Tuesday, August 21, 2012

Day 83- August 4

Sally Goes to Brooklyn

Al stayed home and rested and read.  Iced my knee.

By Sally

I had heard good things about the Brooklyn Art Museum, so I crossed the East River to explore it.

The museum is next to a subway stop. It has a plaza in front, large windows, and another large open area inside with a coffee stand. There were lots of people in both places. A much more welcoming place than the Metropolitan Museum. It's a smaller museum, with exhibits grouped by theme, rather than by period. This made my visit a bit difficult- I wanted to see paintings by Sargent because I had just read about him in The Greater Journey. In order to find his paintings, I had to go through all of the rooms with American paintings, and check the label on each painting that looked like it might have been painted by him.

This museum would be a greaet museum for a family outing.

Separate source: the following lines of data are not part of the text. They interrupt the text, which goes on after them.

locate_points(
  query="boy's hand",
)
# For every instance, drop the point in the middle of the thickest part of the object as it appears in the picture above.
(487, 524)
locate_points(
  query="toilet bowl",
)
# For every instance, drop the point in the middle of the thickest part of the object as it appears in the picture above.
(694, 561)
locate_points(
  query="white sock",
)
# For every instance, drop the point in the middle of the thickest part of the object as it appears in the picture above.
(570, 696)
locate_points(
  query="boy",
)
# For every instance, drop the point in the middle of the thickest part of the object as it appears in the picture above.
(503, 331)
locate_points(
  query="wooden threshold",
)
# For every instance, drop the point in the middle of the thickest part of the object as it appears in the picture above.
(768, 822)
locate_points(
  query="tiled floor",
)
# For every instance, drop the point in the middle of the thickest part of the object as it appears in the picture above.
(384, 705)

It doesn't have the pieces you would easily recognize that you see at the Met or the MOMA. It is 1/4 the size of the Met; second, the admission is much less; the food in the cafeteria is much cheaper; and the kids I saw there were enjoying themselves. It reminded me of the differences between the Minnesota Zoo and the Como Zoo.

The Museum is across the street from Prospect Park- I would have returned to the park for another visit if it weren't so hot.

I have posted a Gilbert Stewart painting of George Washington before.  I think he painted about eight of them altogether because people kept commissioning him to paint them.

These two paintings are by Singer, a 19th century American painter.  He studied in Paris, along with a lots of other Americans.  The stream reminds me of lots os streams in southern MN.

This mask was part of an exhibit of African masks.  I don't remember the country.  It was painted shortly after Elvis died.  It was used by the tribe as a teaching mask for their youth to teach the bad outcome of a life of drinking and drugs. 

This mask was from a tribe in which the women had the power and money.  The men made masks.  In the 70's the masks became quite marketable, and suddenly the men had money, and there was a shift in the power. 
This mask was HUGE.  It was worn only by strong men.